В середине марта ему могло представляться, что он руководствовался правильными предчувствиями, отказавшись ехать в Париж. Вслед за взрывом во Франции восстала Вена, за ней Берлин. Полякам нечего было сидеть дольше во Франции. Централизация сама бросила эмигрантам лозунг возвращения на родину. Сразу же двинулась волна эмигрантов: из Парижа и Лондона — через Брюссель — в направлении Берлина. Люди спешили, редко кто задерживался, чтобы побеседовать и попрощаться с Лелевелем. Зверковский «приехал сюда, зашел, не застал меня, погулял по городу и поехал дальше». Лелевель с известным скептицизмом наблюдал за этим массовым переселением; на вопросы иностранцев отвечал, что собирается в Польшу (он взял даже паспорт «в Пруссию, Австрию и Германию»), но не спешил с отъездом. Как вскоре оказалось, он был прав, что не отправился сразу.
Уже 14 апреля Зверковский сообщал ему: «Едва только я прибыл в Познань, как должен был скрываться от ареста и тюрьмы… Сегодня все диктуют пушки и ружья. Мы прячемся и сегодня выезжаем во Вроцлав, а оттуда в Краков… Организуют только четыре эскадрона и четыре батальона, остальных распускают. Эмигрантам не разрешают пребывание, зачем же тебе приезжать. Все пошло вкривь и вкось. Были небольшие столкновения. Письма перехватывают, статьи печатают только против нас… Таково наше критическое положение». Несколько недель спустя познаньское восстание было подавлено превосходящими прусскими силами. Демократические деятели из эмиграции искали теперь базы для своей деятельности в Галиции. Но между тем и Краков подвергся бомбардировке, австрийские власти также высылали из страны эмигрантов. Вопреки ожиданиям революция не подорвала мощи царизма и лишь на время поколебала австрийскую и прусскую монархии. Развеялись надежды на чудесное воскрешение Польши. Более того, революция клонилась к упадку и на Западе. Буржуазия — французская, немецкая и итальянская, — напуганная требованиями народа, переходила на сторону «защитников порядка».
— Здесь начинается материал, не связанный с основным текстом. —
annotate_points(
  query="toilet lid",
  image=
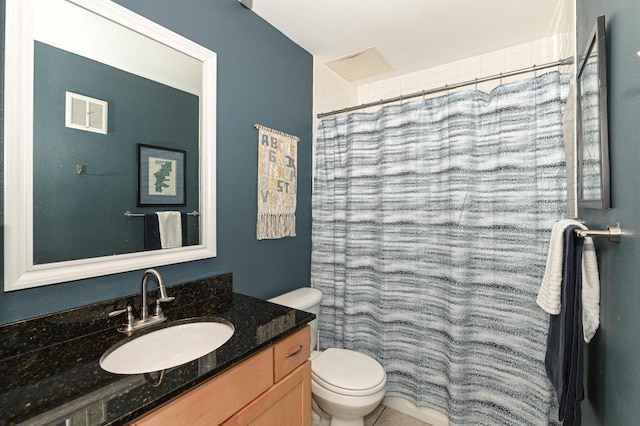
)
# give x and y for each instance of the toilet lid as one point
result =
(347, 370)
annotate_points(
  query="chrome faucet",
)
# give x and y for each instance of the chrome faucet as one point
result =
(145, 320)
(157, 312)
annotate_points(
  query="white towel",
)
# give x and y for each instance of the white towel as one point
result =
(590, 290)
(549, 294)
(170, 225)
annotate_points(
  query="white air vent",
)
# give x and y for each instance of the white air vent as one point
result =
(357, 65)
(84, 113)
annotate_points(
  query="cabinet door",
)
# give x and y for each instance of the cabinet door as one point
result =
(214, 401)
(287, 403)
(291, 352)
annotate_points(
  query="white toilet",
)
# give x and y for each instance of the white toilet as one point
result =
(346, 384)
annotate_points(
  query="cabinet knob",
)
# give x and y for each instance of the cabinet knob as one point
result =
(290, 354)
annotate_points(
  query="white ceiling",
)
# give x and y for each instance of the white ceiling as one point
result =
(410, 34)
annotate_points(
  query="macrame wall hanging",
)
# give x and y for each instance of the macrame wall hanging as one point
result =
(277, 184)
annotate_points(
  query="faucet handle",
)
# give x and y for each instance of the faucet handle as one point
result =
(157, 310)
(128, 310)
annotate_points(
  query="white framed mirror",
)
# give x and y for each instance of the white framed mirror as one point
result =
(112, 36)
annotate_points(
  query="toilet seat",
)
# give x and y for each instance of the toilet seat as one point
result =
(348, 372)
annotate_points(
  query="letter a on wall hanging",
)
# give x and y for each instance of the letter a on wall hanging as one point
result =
(277, 184)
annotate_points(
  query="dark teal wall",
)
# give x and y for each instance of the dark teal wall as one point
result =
(80, 216)
(263, 77)
(612, 376)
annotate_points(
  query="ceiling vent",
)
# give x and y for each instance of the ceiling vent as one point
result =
(362, 64)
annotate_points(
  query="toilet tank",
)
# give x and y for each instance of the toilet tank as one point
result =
(304, 299)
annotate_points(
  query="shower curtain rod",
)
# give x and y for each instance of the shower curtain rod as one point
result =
(565, 61)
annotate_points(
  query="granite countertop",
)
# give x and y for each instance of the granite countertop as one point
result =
(49, 366)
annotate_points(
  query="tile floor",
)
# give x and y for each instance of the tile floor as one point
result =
(385, 416)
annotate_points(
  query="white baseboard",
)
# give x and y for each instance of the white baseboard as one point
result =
(423, 414)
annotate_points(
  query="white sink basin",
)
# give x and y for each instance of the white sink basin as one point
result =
(167, 347)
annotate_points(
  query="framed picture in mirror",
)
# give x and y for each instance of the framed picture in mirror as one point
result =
(161, 176)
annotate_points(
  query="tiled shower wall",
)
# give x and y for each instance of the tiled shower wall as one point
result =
(332, 92)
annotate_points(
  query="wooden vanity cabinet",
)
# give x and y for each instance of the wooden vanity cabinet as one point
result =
(270, 388)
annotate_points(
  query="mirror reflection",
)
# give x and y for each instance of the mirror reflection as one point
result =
(590, 112)
(92, 82)
(592, 123)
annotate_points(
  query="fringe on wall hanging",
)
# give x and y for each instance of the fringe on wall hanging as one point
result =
(277, 184)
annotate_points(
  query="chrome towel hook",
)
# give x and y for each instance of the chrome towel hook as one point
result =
(613, 233)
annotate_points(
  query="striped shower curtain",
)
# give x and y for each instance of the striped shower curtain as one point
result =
(430, 229)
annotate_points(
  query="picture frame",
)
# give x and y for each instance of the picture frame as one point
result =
(161, 176)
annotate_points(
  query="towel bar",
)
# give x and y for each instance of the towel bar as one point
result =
(613, 233)
(129, 215)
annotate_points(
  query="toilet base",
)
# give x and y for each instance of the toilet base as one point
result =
(345, 410)
(341, 422)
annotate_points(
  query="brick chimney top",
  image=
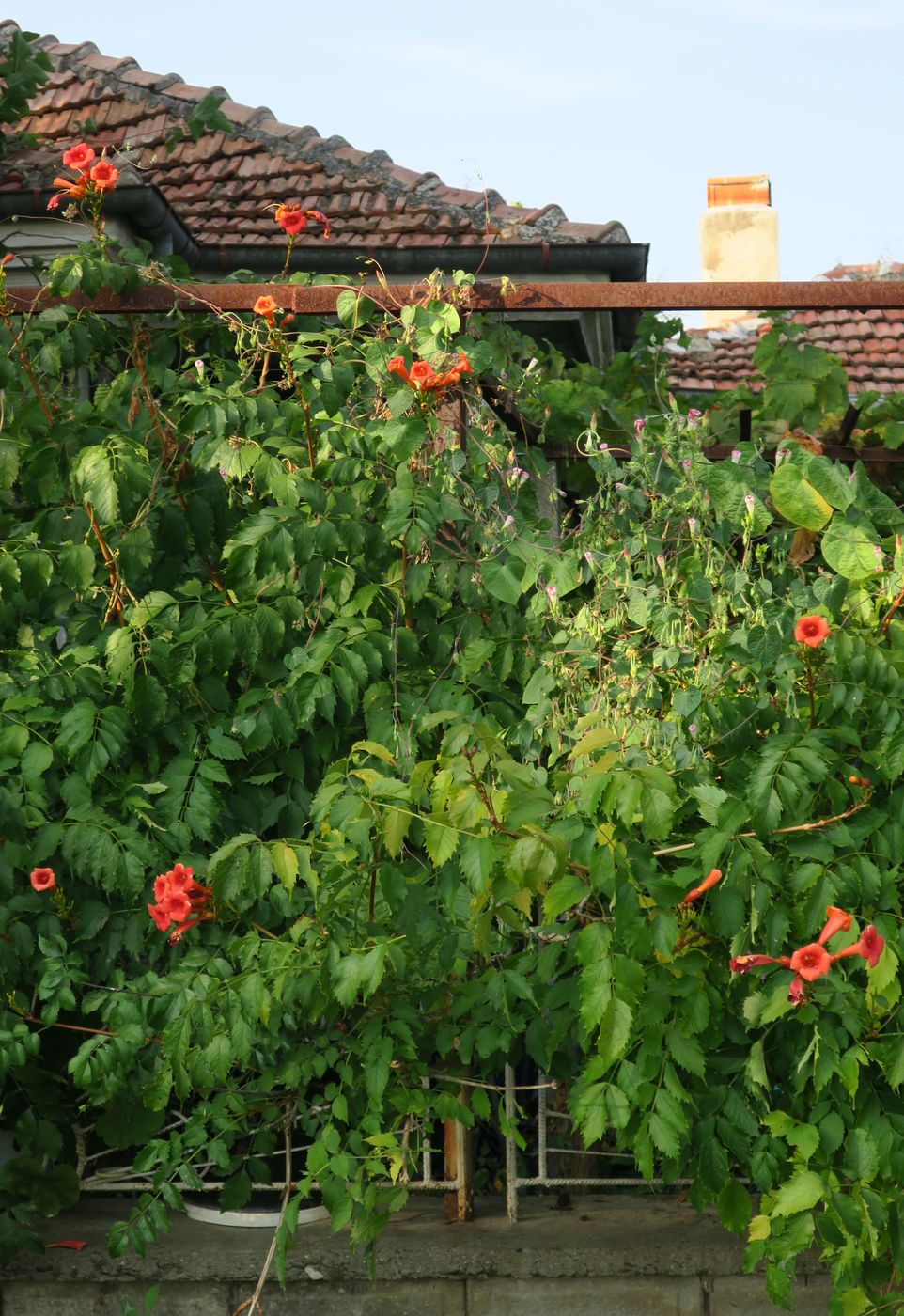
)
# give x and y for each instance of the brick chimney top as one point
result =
(742, 190)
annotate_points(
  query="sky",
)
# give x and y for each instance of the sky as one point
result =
(615, 111)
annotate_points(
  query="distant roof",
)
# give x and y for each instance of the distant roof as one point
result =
(219, 187)
(868, 342)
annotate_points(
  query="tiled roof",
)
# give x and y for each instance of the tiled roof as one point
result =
(868, 342)
(220, 186)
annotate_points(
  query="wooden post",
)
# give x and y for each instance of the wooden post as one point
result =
(459, 1164)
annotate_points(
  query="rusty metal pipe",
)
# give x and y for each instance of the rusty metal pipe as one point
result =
(853, 295)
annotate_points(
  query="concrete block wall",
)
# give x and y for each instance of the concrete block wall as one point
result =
(616, 1256)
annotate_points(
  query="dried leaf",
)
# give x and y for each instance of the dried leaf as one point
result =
(803, 546)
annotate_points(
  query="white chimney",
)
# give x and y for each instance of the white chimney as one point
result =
(739, 239)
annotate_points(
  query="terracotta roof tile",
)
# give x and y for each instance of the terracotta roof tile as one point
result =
(870, 344)
(223, 186)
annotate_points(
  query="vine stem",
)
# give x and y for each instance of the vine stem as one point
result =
(253, 1303)
(811, 688)
(109, 562)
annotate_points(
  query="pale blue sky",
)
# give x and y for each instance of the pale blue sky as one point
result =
(611, 109)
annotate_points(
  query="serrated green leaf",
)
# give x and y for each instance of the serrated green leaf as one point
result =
(801, 1193)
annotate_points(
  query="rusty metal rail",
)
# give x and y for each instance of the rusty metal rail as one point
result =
(320, 299)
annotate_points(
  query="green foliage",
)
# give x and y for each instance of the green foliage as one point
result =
(23, 72)
(446, 776)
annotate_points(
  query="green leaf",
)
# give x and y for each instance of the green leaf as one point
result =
(796, 499)
(761, 1227)
(440, 841)
(395, 829)
(8, 463)
(735, 1207)
(861, 1155)
(286, 864)
(850, 550)
(503, 579)
(801, 1193)
(564, 895)
(713, 1167)
(615, 1030)
(94, 474)
(372, 747)
(352, 308)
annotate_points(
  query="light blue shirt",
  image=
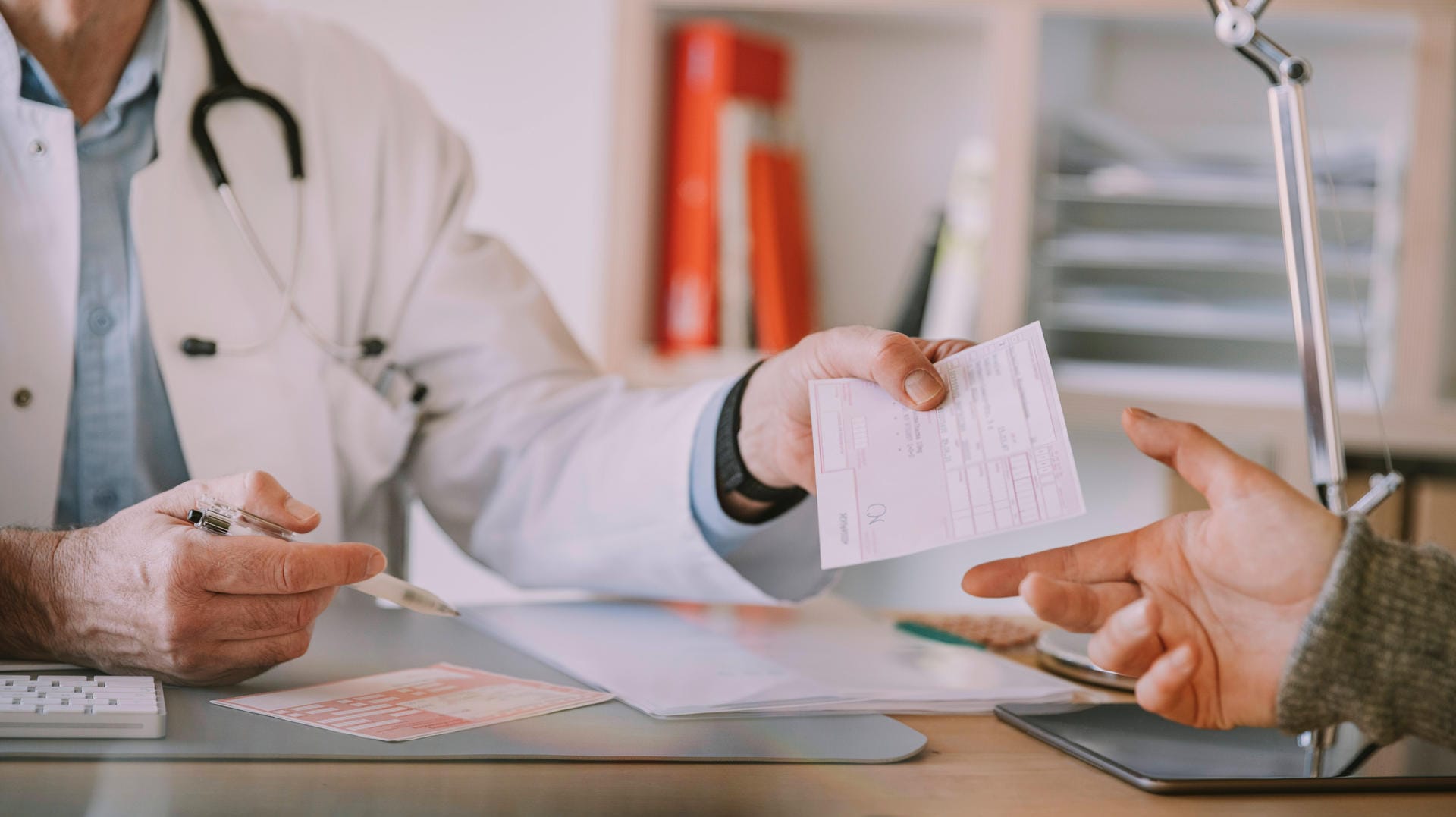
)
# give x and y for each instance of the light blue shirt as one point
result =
(121, 441)
(121, 445)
Следя за развитием событий со своего брюссельского наблюдательного пункта, Лелевель не хотел пребывать в бездействии. Двигаться с места не было смысла, однако можно было поднять голос издали, если этот голос что-то значил и мог чем-либо быть полезен польскому делу. В середине апреля Лелевель опубликовал во французской и немецкой прессе открытое письмо к своему старому знакомому Карлу Валькеру. Этот уже пожилой либеральный политик из Бадена играл теперь большую роль в немецком объединительном движении. Лелевель приветствовал его во имя польско-немецкого братства и просил противодействовать шовинизму тех немцев, которые отказывали полякам в свободах в Познаньском княжестве и на Поморье. Это был не единственный случай, когда Лелевель упоминал о польской принадлежности Гданьского Поморья. Уроженец Варшавы, связанный душевно с Вильной, он хорошо понимал значение западных земель, населенных поляками. Об отвоевании Силезии народом он говорил студентам еще перед 1830 годом. Он не забыл о том, как горячо приветствовали жители Вармии и Мазур участников ноябрьского восстания, когда те складывали оружие на прусской границе. Отправляя в страну эмиссаров «Молодой Польши», он помнил и о Поморье. «Уже 8 лет я старался, но лишь теперь удалось связаться с кашубами», — сообщал он Зверковскому в 1839 году. Теперь, в апреле 1848 года, он писал Ворцелю, оставленному в Париже на страже интересов Демократического общества: «Если бы французская дипломатия затронула польский вопрос, то пусть помнит, пусть упорно стоит на том, что Гданьск и Кашубы (Prusse Occidentale) — это Польша».